I'm using least_squares optimization to adjust the output of a numerical model to some measured data. At this stage I'm wondering how to determine appropriate values for the ftol, xtol and gtol parameters as they determine how and where the optimization will stop. To me it seems that these parameters fit nicely into the framework of the algorithms but I find it difficult to connect them to real world properties.

For example I have uncertainty estimates for my measured data, so once the optimizer reaches sufficient agreement between the model's output and the measured data within the limits of the uncertainty, it is reasonable to stop (i.e. np.all(np.abs(model_output - measured_data) < uncertainty)). However it doesn't seem this can be expressed with the ftol parameter. The termination condition is dF < ftol * F (where F is the sum of squared residuals and dF is its change), so even though I could compute ftol such as to prevent updates smaller than the uncertainty once F has been reached within that level, I also risk premature termination somewhere far off the desired solution. In the end it's up to the optimizer how large a step it wants to take at each iteration (and thus determines dF), so dF might be small compared to F even though it's far off the desired solution.

Another aspect is the change of parameters values. In the end, the resulting values obtained from the optimization will be used to adjust some real devices and these have a finite precision. So for example the devices won't distinguish values that differ by less than 1e-6. This means that again, once sufficient agreement between the model's output and the measured data has been achieved, any parameter update of less than 1e-6 is not meaningful. On the other hand, many small updates of < 1e-6 could sum up to a larger overall update > 1e-6 and I'm back at the same problem: it's up to the optimizer how large a step it wants to take and restricting this, I fear that I risk premature termination. In addition the xtol parameter again only describes a scaling factor between the parameter update and the current values. While I could use some value that reflects the precision of the devices around the expected final parameter values, I've seen the optimizer reaching intermediate parameter values two orders of magnitude larger than the final estimate, so this clearly risks premature termination.

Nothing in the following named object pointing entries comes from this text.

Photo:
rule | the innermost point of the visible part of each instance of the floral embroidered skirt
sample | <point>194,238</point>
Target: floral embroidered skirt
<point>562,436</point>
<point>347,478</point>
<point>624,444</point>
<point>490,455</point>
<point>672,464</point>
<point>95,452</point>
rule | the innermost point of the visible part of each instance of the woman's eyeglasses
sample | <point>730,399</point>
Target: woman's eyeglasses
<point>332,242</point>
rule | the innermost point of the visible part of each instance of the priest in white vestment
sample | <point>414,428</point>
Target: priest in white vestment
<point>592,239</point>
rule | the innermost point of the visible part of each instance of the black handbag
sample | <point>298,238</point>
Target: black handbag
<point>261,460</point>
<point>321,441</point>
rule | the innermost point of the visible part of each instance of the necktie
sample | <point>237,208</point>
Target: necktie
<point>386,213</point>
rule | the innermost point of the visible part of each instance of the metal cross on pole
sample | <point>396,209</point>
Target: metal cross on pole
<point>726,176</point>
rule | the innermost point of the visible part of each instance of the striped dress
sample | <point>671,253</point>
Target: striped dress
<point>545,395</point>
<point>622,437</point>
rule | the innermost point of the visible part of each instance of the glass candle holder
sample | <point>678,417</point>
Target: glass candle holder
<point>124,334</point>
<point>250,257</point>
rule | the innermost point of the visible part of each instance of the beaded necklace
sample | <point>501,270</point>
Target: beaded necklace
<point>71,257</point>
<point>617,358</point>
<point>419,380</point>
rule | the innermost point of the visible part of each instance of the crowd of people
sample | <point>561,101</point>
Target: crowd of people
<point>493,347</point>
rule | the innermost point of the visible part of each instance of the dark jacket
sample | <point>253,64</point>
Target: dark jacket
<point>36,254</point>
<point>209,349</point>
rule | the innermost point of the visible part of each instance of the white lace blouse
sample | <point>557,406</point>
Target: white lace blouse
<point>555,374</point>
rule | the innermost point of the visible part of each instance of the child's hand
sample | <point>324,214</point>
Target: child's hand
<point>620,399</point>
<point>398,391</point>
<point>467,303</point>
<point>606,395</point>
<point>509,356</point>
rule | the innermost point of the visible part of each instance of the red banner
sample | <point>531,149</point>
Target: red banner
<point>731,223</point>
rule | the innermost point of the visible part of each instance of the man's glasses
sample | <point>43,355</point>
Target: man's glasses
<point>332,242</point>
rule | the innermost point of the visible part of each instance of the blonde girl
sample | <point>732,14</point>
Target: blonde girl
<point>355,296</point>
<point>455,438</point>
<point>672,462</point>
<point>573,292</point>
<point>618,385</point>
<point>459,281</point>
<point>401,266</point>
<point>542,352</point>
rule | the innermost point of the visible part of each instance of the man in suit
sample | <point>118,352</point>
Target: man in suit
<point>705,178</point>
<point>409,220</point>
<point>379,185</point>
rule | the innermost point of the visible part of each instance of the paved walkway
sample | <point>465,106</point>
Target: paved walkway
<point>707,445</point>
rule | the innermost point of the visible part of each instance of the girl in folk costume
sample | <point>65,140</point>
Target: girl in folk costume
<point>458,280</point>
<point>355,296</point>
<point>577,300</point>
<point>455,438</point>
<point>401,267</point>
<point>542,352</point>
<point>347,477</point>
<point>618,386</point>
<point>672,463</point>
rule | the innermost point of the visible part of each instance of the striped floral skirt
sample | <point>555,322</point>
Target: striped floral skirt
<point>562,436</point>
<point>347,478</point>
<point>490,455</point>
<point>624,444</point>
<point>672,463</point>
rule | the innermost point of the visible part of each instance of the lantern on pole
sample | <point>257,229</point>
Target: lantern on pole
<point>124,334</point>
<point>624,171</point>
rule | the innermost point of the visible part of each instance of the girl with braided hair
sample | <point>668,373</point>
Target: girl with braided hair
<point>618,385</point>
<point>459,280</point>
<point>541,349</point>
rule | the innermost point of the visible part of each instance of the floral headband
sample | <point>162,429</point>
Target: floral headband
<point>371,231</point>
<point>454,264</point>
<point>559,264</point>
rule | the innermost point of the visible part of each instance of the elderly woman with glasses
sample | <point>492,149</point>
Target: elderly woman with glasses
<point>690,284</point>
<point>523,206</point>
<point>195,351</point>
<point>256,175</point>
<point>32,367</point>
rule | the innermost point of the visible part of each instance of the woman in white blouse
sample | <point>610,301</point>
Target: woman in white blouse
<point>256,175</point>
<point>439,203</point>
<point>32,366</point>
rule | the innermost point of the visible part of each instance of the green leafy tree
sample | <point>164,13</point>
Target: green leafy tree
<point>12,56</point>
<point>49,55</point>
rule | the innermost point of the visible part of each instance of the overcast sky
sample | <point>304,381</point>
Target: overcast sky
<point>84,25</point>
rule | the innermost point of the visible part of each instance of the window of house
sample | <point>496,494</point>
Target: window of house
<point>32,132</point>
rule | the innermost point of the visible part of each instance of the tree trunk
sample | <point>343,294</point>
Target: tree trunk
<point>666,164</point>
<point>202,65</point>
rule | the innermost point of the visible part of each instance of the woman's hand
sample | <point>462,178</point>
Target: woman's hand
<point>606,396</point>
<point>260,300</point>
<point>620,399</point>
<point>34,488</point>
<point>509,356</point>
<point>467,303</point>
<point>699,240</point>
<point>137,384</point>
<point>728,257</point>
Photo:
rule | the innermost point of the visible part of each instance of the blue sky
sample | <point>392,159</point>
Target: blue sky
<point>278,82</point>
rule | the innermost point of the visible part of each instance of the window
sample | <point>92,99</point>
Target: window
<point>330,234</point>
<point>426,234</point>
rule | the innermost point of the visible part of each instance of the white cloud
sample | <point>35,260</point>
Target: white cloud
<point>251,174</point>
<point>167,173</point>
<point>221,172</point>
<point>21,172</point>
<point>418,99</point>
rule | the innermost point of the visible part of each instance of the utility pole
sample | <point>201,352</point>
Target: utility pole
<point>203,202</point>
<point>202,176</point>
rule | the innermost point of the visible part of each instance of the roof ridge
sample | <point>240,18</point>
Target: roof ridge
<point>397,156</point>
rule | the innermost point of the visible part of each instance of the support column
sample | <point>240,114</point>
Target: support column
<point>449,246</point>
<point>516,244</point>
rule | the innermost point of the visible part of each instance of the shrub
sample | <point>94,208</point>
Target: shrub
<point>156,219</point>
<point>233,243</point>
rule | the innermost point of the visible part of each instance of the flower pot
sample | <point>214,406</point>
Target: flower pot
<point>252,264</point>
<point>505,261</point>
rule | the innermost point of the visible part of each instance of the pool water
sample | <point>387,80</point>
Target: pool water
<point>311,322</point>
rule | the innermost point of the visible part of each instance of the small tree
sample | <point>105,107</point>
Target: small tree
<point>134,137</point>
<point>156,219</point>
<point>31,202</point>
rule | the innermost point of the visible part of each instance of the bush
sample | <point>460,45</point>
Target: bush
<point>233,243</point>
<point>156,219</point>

While I find it difficult to choose appropriate values for the ftol, xtol and gtol parameters, it's equally unsatisfying to leave them at their default values without good arguments, since that implies agreement with their default values being reasonable.

Answer 1

The choice of ftol, xtol, and gtol are related to speed of convergence of the specific optimization problem. Assuming a solution x_min+err was found, where err is the deviation from the true value x_min, I like to think about the tolerance in the following (simplified) way:

ftol requires some insight on the shape of F around the minimum. I.e., how much does a change in the value of F change x_min. More precisely, if |F(x_min+err)/F(x_min) - 1| < gtol then err is negligibly small compared to x_min. Of course this depends strongly of the properties F(x).

xtol is the relative accuracy of x_min. I.e., |(x_min+err) / x_min - 1| < xtol.

Values (of the infinity norm of the gradient) below gtol are interpreted as zero gradient (i.e., a stationary point). This also requires some insight about the shape of F and the noise.

I know that those are fairly unspecific statements. Everything resolves around the shape of F(x) in the neighborhood of the minimum x_min. Please note there are a lot more factors to consider, when using non-linear least squares methods. I.e., it is useful to reason about the choice estimation algorithm. In other words: Are the statistical properties of the uncertainties (caused by measurement noise, model deviation, numerics, etc) so well-behaved that a meaningful estimate can be expected (biasedness and consistency are the main characteristics).